Ibu kemudian menaroh tempe – tempe yang sudah kering dan harum itu ke piring
dan meletakkannya di meja kemudian beranjak duduk. Aku semakin kesal karena ibu
sepertinya tidak mengerti dengan apa yang aku rasakan sekarang. Tidak ada rasa
khawatir dan kecemasan sedikit pun di raut wajah ibu. Padahal saat ini hatiku
sangat terluka. Sakit sekali karena rasa malu yang harus ku tanggung.

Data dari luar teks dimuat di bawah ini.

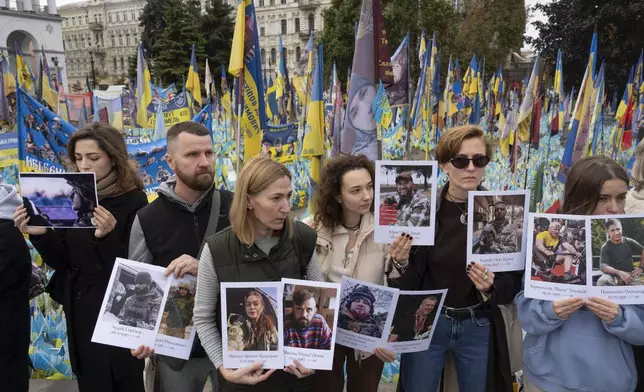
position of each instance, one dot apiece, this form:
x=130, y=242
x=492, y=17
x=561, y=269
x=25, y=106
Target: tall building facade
x=100, y=39
x=34, y=29
x=294, y=20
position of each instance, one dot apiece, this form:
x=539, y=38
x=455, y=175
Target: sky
x=530, y=31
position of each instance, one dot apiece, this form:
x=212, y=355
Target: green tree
x=569, y=24
x=153, y=23
x=491, y=29
x=218, y=26
x=171, y=54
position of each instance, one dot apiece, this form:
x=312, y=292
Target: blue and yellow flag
x=143, y=90
x=42, y=136
x=254, y=113
x=313, y=143
x=193, y=84
x=26, y=78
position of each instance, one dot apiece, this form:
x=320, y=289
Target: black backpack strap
x=304, y=241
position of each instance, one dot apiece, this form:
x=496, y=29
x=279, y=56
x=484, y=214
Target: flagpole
x=240, y=85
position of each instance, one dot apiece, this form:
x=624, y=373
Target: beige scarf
x=110, y=187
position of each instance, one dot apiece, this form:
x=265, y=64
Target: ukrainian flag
x=193, y=84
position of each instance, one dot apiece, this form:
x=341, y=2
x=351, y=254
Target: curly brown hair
x=328, y=211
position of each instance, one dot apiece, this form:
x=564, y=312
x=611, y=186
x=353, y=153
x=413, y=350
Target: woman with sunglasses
x=470, y=326
x=581, y=344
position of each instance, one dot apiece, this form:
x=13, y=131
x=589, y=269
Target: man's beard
x=198, y=182
x=302, y=322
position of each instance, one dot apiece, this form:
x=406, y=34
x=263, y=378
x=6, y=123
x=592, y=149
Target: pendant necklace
x=455, y=200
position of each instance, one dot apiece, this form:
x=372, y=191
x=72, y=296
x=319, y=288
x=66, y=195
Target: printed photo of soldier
x=498, y=224
x=405, y=193
x=309, y=313
x=135, y=297
x=617, y=251
x=364, y=309
x=252, y=319
x=177, y=315
x=559, y=251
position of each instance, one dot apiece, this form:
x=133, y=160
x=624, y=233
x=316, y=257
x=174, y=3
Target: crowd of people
x=193, y=228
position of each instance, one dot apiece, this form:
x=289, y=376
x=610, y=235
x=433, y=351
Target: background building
x=32, y=26
x=100, y=38
x=294, y=20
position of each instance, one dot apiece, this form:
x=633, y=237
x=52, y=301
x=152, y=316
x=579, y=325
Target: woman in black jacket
x=470, y=325
x=84, y=258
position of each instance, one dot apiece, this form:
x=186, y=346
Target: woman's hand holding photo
x=298, y=370
x=249, y=375
x=105, y=222
x=21, y=219
x=482, y=277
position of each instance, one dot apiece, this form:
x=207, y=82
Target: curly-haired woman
x=346, y=247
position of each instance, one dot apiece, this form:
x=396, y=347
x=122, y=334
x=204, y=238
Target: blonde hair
x=450, y=142
x=257, y=175
x=638, y=168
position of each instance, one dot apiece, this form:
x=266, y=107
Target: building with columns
x=32, y=27
x=100, y=38
x=294, y=19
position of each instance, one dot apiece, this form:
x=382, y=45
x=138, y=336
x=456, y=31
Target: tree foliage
x=491, y=29
x=569, y=26
x=171, y=60
x=171, y=27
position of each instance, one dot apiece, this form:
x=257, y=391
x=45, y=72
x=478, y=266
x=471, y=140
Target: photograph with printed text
x=364, y=309
x=62, y=200
x=405, y=198
x=135, y=297
x=309, y=314
x=617, y=251
x=251, y=319
x=177, y=314
x=498, y=224
x=414, y=317
x=558, y=250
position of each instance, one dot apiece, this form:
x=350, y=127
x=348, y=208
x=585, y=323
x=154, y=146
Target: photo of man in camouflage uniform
x=414, y=208
x=178, y=312
x=142, y=308
x=499, y=235
x=357, y=314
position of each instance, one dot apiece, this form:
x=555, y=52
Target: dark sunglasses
x=461, y=161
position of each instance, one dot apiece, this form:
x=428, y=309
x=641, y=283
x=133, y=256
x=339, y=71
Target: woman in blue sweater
x=583, y=344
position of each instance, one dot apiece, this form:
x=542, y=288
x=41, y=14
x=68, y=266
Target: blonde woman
x=263, y=243
x=346, y=247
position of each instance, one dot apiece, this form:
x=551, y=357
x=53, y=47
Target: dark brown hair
x=585, y=181
x=302, y=295
x=264, y=323
x=328, y=211
x=191, y=127
x=111, y=142
x=450, y=142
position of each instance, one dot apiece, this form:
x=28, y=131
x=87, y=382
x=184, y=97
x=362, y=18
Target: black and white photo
x=131, y=314
x=405, y=200
x=415, y=319
x=59, y=200
x=557, y=262
x=496, y=222
x=253, y=320
x=366, y=312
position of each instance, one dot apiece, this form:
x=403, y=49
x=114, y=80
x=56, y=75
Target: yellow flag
x=237, y=50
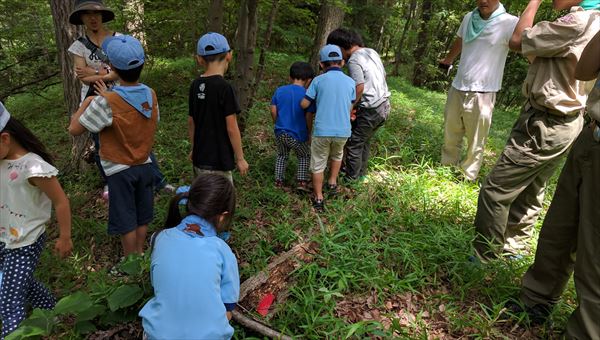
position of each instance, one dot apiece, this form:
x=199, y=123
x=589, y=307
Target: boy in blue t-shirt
x=334, y=93
x=291, y=124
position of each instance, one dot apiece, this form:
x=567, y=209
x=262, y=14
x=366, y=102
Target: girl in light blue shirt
x=193, y=271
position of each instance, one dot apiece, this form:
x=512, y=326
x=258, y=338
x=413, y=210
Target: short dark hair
x=131, y=75
x=331, y=63
x=301, y=70
x=210, y=195
x=214, y=57
x=345, y=38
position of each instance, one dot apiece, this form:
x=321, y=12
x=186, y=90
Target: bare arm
x=454, y=52
x=525, y=21
x=191, y=129
x=51, y=187
x=588, y=66
x=75, y=127
x=236, y=142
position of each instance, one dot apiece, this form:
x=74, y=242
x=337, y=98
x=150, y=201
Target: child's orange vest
x=130, y=138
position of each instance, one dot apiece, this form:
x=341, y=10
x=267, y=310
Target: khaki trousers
x=511, y=196
x=467, y=115
x=572, y=226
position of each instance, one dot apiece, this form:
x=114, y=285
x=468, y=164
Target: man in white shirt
x=482, y=40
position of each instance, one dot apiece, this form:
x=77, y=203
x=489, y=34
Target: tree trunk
x=245, y=44
x=419, y=74
x=400, y=49
x=65, y=34
x=330, y=18
x=135, y=19
x=264, y=48
x=215, y=16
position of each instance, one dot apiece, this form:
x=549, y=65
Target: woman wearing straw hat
x=90, y=62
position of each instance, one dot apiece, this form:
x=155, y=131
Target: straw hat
x=90, y=5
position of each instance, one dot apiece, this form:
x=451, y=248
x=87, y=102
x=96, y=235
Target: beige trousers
x=467, y=115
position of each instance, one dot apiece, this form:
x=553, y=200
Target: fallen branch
x=258, y=327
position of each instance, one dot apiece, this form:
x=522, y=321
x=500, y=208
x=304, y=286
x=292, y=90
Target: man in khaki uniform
x=572, y=226
x=482, y=41
x=511, y=196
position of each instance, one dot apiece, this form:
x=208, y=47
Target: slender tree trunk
x=65, y=34
x=135, y=19
x=400, y=49
x=419, y=74
x=330, y=17
x=215, y=16
x=245, y=43
x=263, y=49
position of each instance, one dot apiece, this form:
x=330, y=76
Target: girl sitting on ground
x=193, y=271
x=28, y=189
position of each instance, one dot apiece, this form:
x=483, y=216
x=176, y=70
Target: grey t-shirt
x=365, y=67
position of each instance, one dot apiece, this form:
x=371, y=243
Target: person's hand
x=63, y=247
x=100, y=87
x=242, y=166
x=83, y=72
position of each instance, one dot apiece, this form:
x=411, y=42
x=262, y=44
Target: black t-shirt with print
x=211, y=100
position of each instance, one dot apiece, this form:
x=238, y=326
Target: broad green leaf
x=26, y=332
x=42, y=319
x=73, y=304
x=91, y=313
x=84, y=327
x=124, y=296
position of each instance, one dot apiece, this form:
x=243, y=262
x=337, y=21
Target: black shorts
x=130, y=199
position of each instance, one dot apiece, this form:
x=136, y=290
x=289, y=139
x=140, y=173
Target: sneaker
x=537, y=315
x=104, y=194
x=318, y=204
x=332, y=189
x=303, y=186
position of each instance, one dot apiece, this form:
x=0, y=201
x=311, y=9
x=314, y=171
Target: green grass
x=400, y=239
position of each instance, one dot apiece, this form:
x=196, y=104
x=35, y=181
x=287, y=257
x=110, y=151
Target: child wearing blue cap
x=334, y=93
x=194, y=272
x=213, y=106
x=125, y=119
x=291, y=124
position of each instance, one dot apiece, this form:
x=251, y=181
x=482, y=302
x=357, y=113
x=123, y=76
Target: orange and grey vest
x=130, y=138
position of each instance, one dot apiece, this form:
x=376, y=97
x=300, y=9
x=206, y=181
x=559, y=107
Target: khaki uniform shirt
x=557, y=46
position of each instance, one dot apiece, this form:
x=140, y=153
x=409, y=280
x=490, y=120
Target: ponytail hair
x=209, y=197
x=27, y=139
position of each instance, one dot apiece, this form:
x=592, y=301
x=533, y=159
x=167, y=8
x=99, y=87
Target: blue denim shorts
x=130, y=199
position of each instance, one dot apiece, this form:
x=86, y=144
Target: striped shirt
x=95, y=118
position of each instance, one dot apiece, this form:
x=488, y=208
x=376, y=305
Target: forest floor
x=388, y=257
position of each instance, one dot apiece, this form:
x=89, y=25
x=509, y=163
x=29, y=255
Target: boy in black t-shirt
x=212, y=123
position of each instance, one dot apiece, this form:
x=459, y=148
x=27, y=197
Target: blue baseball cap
x=330, y=53
x=124, y=52
x=4, y=116
x=212, y=43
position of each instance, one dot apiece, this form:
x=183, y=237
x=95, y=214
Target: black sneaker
x=536, y=316
x=318, y=204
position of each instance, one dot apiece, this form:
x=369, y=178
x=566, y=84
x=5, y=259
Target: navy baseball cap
x=124, y=52
x=330, y=53
x=4, y=116
x=212, y=43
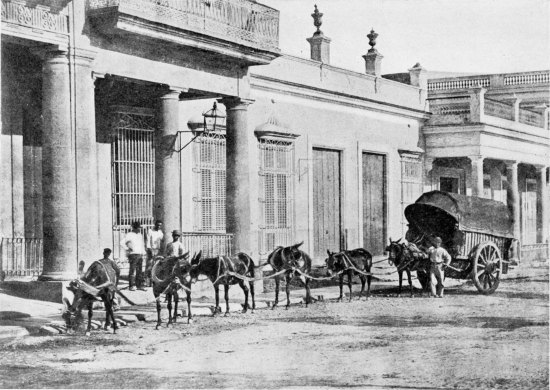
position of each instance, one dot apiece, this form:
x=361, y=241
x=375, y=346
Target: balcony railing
x=489, y=81
x=244, y=22
x=21, y=257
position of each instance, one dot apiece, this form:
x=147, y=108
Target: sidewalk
x=21, y=317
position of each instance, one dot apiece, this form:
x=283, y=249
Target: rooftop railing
x=489, y=81
x=240, y=21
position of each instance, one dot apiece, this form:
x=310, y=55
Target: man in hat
x=175, y=248
x=134, y=245
x=155, y=246
x=438, y=257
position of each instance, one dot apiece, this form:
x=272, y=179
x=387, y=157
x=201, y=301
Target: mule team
x=174, y=273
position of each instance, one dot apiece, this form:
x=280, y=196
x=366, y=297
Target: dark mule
x=290, y=259
x=217, y=269
x=169, y=275
x=349, y=263
x=98, y=283
x=407, y=257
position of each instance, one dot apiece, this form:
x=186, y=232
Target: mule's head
x=73, y=312
x=394, y=250
x=334, y=263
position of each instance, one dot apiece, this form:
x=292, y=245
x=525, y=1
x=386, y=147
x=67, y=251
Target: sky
x=478, y=36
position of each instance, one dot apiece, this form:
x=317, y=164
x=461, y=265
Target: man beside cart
x=438, y=258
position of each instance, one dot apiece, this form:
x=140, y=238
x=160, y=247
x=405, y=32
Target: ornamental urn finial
x=372, y=40
x=317, y=22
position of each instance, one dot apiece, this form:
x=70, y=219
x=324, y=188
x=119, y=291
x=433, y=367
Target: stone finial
x=317, y=22
x=372, y=40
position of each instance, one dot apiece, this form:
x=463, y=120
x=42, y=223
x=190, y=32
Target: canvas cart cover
x=435, y=211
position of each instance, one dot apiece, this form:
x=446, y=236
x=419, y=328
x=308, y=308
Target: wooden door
x=326, y=202
x=374, y=203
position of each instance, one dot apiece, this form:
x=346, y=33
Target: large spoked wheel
x=487, y=267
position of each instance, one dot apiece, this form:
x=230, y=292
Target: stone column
x=238, y=181
x=167, y=172
x=477, y=175
x=513, y=196
x=428, y=178
x=87, y=189
x=542, y=203
x=58, y=171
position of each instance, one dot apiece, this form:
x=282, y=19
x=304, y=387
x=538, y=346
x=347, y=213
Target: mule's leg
x=90, y=314
x=400, y=282
x=251, y=284
x=169, y=306
x=341, y=280
x=245, y=290
x=363, y=280
x=277, y=284
x=226, y=296
x=308, y=292
x=176, y=300
x=369, y=278
x=189, y=317
x=159, y=321
x=350, y=277
x=217, y=293
x=410, y=281
x=288, y=278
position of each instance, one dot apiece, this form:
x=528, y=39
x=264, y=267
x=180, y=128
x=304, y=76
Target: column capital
x=511, y=163
x=236, y=103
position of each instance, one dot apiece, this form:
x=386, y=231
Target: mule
x=407, y=257
x=98, y=283
x=168, y=276
x=352, y=262
x=292, y=261
x=217, y=269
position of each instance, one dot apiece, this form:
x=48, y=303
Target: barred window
x=276, y=190
x=209, y=186
x=133, y=167
x=411, y=183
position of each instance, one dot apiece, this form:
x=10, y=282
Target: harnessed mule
x=226, y=270
x=98, y=283
x=293, y=261
x=169, y=275
x=407, y=257
x=354, y=262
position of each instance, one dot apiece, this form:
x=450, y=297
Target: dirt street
x=463, y=341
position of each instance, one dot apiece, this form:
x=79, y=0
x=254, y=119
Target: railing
x=241, y=21
x=457, y=83
x=531, y=118
x=211, y=244
x=542, y=77
x=37, y=17
x=21, y=257
x=499, y=109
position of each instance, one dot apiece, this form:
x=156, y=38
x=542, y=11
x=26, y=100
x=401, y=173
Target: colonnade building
x=108, y=118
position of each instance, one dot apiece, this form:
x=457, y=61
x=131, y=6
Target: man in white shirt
x=175, y=248
x=155, y=247
x=134, y=245
x=438, y=257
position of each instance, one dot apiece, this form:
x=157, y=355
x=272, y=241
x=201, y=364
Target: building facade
x=99, y=128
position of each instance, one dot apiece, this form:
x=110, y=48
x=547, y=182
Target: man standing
x=134, y=246
x=155, y=247
x=175, y=248
x=438, y=257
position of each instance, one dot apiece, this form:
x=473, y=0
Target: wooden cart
x=476, y=232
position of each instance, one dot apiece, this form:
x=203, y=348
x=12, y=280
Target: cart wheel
x=487, y=267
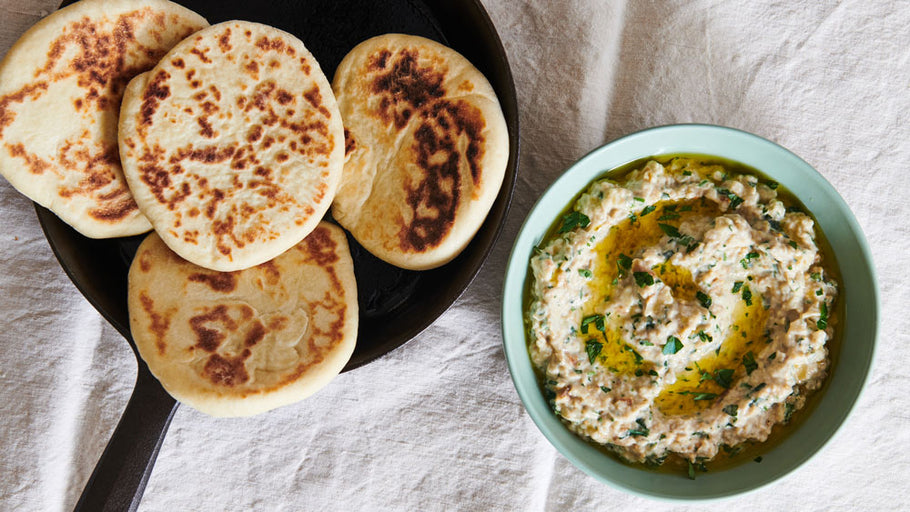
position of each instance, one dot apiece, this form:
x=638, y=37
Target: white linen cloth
x=437, y=424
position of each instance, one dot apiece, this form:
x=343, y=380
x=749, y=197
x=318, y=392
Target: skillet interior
x=395, y=304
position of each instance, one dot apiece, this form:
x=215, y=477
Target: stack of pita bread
x=124, y=116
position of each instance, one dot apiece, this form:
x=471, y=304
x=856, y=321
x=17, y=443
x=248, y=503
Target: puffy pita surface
x=233, y=145
x=426, y=149
x=60, y=90
x=240, y=343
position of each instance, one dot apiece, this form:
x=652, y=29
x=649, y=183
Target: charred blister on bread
x=236, y=343
x=261, y=153
x=69, y=75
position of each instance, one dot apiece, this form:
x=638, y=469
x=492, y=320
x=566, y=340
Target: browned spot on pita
x=256, y=334
x=208, y=154
x=224, y=41
x=156, y=91
x=379, y=61
x=112, y=212
x=206, y=129
x=252, y=69
x=349, y=143
x=435, y=199
x=254, y=134
x=144, y=264
x=284, y=97
x=223, y=282
x=201, y=55
x=227, y=371
x=210, y=339
x=159, y=323
x=158, y=180
x=29, y=91
x=278, y=323
x=320, y=247
x=406, y=87
x=265, y=44
x=36, y=164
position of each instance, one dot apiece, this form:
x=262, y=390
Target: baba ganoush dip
x=684, y=310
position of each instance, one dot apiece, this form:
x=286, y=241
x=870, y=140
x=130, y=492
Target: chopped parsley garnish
x=641, y=431
x=699, y=396
x=822, y=322
x=747, y=295
x=749, y=362
x=643, y=279
x=574, y=220
x=623, y=264
x=670, y=230
x=672, y=346
x=593, y=349
x=596, y=319
x=746, y=262
x=734, y=199
x=723, y=377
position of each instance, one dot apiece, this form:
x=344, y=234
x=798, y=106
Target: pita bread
x=60, y=90
x=426, y=149
x=232, y=145
x=241, y=343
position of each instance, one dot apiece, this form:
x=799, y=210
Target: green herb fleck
x=822, y=322
x=574, y=220
x=749, y=362
x=723, y=377
x=643, y=279
x=593, y=349
x=596, y=319
x=746, y=262
x=672, y=346
x=623, y=264
x=747, y=295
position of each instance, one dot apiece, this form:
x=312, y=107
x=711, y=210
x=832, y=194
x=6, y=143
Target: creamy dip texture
x=682, y=311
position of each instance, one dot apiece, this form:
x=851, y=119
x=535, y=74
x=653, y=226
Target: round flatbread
x=232, y=145
x=60, y=90
x=241, y=343
x=426, y=149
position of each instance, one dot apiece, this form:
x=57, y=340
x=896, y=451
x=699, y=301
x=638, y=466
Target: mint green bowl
x=860, y=325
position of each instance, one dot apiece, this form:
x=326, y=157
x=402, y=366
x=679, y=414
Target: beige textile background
x=436, y=424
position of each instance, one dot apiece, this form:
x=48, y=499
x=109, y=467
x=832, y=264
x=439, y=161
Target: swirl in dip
x=682, y=311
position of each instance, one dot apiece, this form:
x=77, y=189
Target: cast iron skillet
x=395, y=304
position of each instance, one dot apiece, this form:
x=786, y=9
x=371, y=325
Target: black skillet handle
x=119, y=478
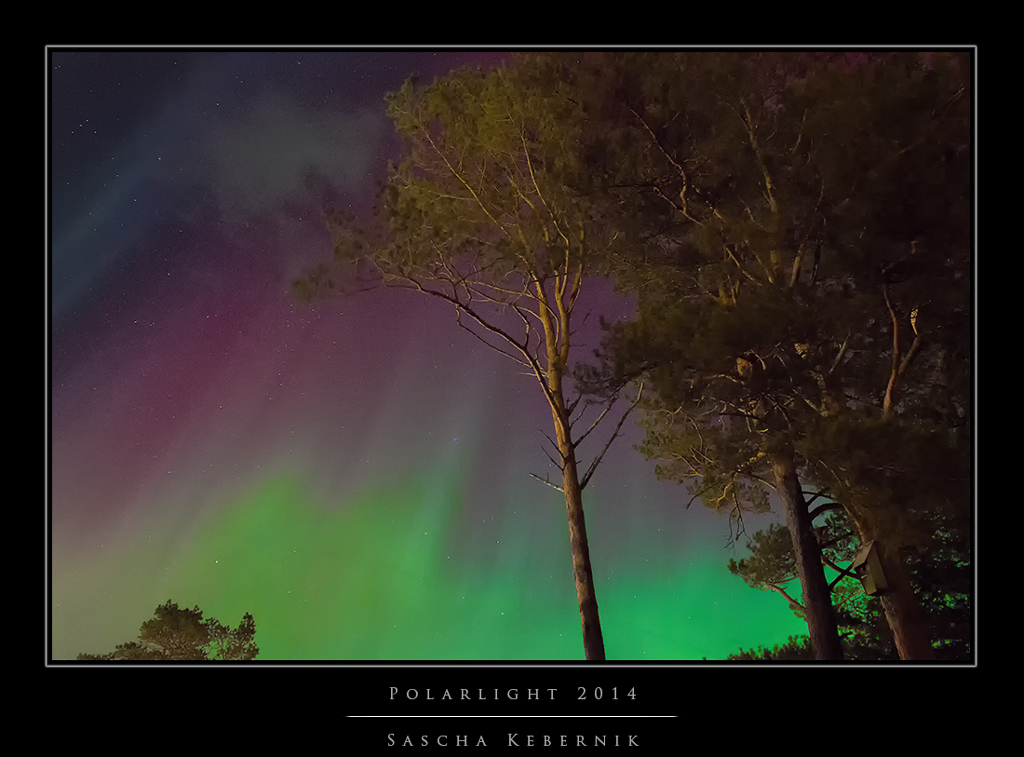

“Mau makan sekarang, sayang?
Tempenya masih hangat lo? ” Tukas ibu sambil tersenyum simpul padaku. Aku hanya
terdiam. Sebetulnya aku lapar dan tergiur dengan tempe – tempe itu. Tapi
sekarang aku ingin menunjukkan rasa kekesalanku pada bapak dan ibu. Aku tidak
mau rencana ku pupus hanya karena tempe.
“Ibu! Sudah Atin peringatkan jauh –
jauh hari. Jangan biarkan Bapak yang mengambil rapor Atin. Suruh saja paman kan
bisa?” Akhirnya aku berani melontarkan kata – kata itu disusul melempar buku
rapor ke meja tepat dihadapan ibu. Ibu sedikit terkejut lantas ia menuangkan
teh di cangkir dan meneguknya.
“Kemarilah,
duduk di samping ibu.” Ajak ibu, aku pun menurut. Sejenak kami terdiam dan
tidak berkata apa – apa. Ibu malah mengambil dan membuka rapor itu.
“Kamu
juara kelas lagi ya, sayang? Pantas bapak bangga sekali padamu.” Ujar ibu. Aku
mendengus kesal. Ibu sama sekali tidak khawatir bahkan setidaknya menanyakan
kekesalanku sekarang.
“Ibu
jangan mengalihkan pembicaraan dulu. Ibu belum jawab pertanyaan Atin. Kenapa
bukan paman saja yang mengambil rapor Atin tadi. Aku malu Bu sama teman – teman
di sekolah.” Aku kemudian membuang muka dan membelakangi ibu.
“Ibu
baru saja menjawabnya kan?”.
“Baru
saja menjawabnya? Yang mana jawaban ibu?” Pekikku dan kembali menghadap ibu?
“Lihat
ini, sayang?” Ibu menunjukan buka rapor itu padaku. Ia menggerakan jari
telunjuknya pada nilai – nilai di rapor ku. Dan itu membuat ku bingung. Apa
sebenarnya maksud ibu?
“Aku
malu Bu. Malu sama bapak. Bapak datang ke sekolah memakai becak ditambah lagi
dengan pakaian yang lusuh. Padahal tidak ada orang tua siswa yang seperti itu
kecuali Bapak. Semua pakai motor, bahkan ada yang naik mobil seperti Dea. Mau taroh
dimana muka Atin, Bu?” Ketusku marah.
Ibu
cuma tersenyum. Dia mengelus rambutku yang tampak berminyak dengan tangannya
yang kasar. Namun itu sama sekali tidak berhasil meredam amarah ini. Aku pun
kembali berujar, “Atin kan sudah peringati ibu. Tidak musti orang tua pun tidak
apa – apa. Itu bisa diwakili oleh wali murid.”
Ibu
mengambil nafas panjang sebelum kemudian berkata, “Semua nilai di rapor mu itu
bagus. Ditambah lagi kamu berturut – turut selalu menjadi juara kelas dan
selalu meraih beasiswa. Bapak tidak ingin melewatkan kesempatan itu. Melewatkan
kesempatan untuk membuat bapak bangga padamu, sayang? Bapak begitu senang saat
berhadapan dengan guru – gurumu di sekolah dan menerima rapor itu. Bapak begitu
bahagia karena kamu telah berhasil membuktikan meskipun kita berasal dari
keluarga miskin, meskipun kamu hanya putri seorang penarik becak, tapi kamu bisa
menjadi bintang kelas di sekolah.” Tutur ibu padaku dengan hangat.
Aku
membisu dan pikiranku berkecamuk. Rasanya aku bosan mendengar kata – kata itu.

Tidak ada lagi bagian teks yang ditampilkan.